Department of AI job security: AI writes 5X as many lines of code to solve the same problem as a human. In other words, the LLMs are smart enough to write code that only their future selves will have the patience to read. See this comparison by Peter Norvig of Google (you’d think that in an entirely unbiased comparison by a Google employee Gemini would be the clear winner, but Norvig says “The three LLMS [Gemini, Claude, and ChatGPT] seemed to be roughly equal in quality.”
Speaking of job security, here is a white man who purports to be an expert on Swahili and Kwanzaology and somehow still has a job:
Not only the code generation but the new programming languages are going to be unintelligible to humans. We could be heading to straight assembly from text.
It’s been 30 years now of auto HTML encoders which spit out thousands of lines of garbage from a word processor GUI. No-one still dares to look at the raw HTML in wordpress & blogger anymore, yet here we are blissfully content with modern dog slow loading times & 12GB browsers.

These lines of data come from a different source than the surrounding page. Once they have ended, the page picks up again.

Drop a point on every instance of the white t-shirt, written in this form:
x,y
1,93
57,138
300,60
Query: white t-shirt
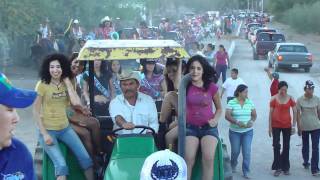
x,y
143,113
230,85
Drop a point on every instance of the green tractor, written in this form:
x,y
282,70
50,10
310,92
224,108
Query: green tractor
x,y
130,151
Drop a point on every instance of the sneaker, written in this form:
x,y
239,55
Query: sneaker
x,y
234,169
286,172
246,176
306,165
277,173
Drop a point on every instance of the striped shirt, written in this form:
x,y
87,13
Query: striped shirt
x,y
242,114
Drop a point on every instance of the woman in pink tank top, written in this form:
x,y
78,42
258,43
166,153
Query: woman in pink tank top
x,y
202,121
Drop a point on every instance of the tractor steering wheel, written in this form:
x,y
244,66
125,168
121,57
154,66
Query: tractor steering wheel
x,y
153,132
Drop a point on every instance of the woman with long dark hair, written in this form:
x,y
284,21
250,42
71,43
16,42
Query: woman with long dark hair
x,y
222,63
280,121
55,93
115,68
241,114
202,121
86,126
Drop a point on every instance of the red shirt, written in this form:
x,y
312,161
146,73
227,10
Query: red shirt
x,y
221,58
281,117
274,87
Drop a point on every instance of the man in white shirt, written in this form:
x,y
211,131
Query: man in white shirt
x,y
231,84
133,108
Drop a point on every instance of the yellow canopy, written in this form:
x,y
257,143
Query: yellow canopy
x,y
131,49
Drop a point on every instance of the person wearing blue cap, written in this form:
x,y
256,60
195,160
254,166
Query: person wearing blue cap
x,y
15,159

As he noted, AoC is almost always done with helper libraries / templates for maximum speed. He should have included the lines in his home-rolled helper lib for a more accurate comparison.

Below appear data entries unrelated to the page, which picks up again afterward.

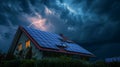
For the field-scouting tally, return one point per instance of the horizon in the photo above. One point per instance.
(94, 24)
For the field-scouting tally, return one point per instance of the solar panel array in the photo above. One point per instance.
(51, 40)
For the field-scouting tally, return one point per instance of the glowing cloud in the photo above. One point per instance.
(38, 23)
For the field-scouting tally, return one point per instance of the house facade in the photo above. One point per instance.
(31, 43)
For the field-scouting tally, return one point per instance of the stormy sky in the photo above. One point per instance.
(94, 24)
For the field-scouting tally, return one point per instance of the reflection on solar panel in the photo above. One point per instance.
(51, 40)
(113, 59)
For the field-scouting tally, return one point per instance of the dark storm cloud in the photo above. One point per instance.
(95, 23)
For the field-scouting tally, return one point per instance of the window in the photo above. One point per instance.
(27, 43)
(20, 47)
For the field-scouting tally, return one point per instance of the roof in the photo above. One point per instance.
(48, 41)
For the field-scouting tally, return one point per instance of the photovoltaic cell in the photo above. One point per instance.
(51, 40)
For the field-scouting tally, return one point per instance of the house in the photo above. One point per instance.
(32, 43)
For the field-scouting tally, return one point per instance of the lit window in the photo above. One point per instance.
(27, 43)
(20, 47)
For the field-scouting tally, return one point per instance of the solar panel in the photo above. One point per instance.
(51, 40)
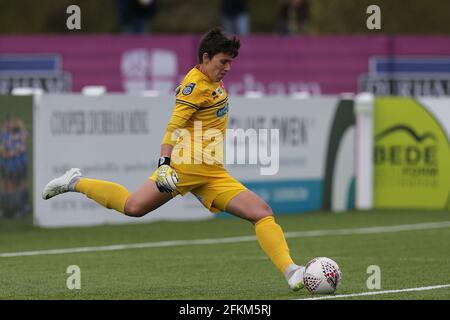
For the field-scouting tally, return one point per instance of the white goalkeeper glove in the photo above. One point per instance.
(166, 177)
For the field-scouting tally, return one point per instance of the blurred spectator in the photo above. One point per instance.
(14, 193)
(135, 15)
(235, 17)
(293, 16)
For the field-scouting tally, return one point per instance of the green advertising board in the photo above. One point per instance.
(411, 156)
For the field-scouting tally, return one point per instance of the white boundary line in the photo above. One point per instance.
(300, 234)
(371, 293)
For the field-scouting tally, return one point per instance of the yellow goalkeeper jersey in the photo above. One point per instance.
(198, 123)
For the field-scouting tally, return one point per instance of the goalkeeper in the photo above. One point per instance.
(201, 98)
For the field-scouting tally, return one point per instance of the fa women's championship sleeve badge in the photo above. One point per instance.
(188, 89)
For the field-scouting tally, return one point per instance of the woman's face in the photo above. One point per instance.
(217, 67)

Norvig overall does not seem to be up to date on use of these tools. You get what you prompt. Instruction following today is generally good to excellent. (This does not take away from his own accomplishments, big fan of his body of work.)

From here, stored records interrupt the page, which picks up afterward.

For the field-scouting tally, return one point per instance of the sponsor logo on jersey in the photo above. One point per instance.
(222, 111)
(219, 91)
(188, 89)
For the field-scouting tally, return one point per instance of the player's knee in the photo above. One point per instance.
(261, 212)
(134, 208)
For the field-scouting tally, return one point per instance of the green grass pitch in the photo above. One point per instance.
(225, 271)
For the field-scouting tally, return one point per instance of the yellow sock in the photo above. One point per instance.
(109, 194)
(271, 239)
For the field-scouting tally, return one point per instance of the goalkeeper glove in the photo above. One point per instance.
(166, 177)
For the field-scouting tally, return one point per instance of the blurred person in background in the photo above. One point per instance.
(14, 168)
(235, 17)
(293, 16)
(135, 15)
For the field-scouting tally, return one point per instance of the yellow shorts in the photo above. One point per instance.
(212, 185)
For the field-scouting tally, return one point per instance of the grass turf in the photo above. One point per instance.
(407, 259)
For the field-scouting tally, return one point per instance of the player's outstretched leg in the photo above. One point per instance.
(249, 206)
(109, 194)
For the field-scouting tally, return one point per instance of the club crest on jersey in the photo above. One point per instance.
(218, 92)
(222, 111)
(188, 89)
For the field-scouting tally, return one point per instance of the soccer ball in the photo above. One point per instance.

Asking it to “write a library of AoC helpers based on the past decade of AoC” and then “use your AoC library when it makes your answer more precise, preferring a functional style with minimal comments, an entry function that takes arguments, and a docstring for each function, choosing the most compute and memory efficient approach for the specific input, and using any relevant tricks rather than focusing on generality” would likely have given him code very similar to his own.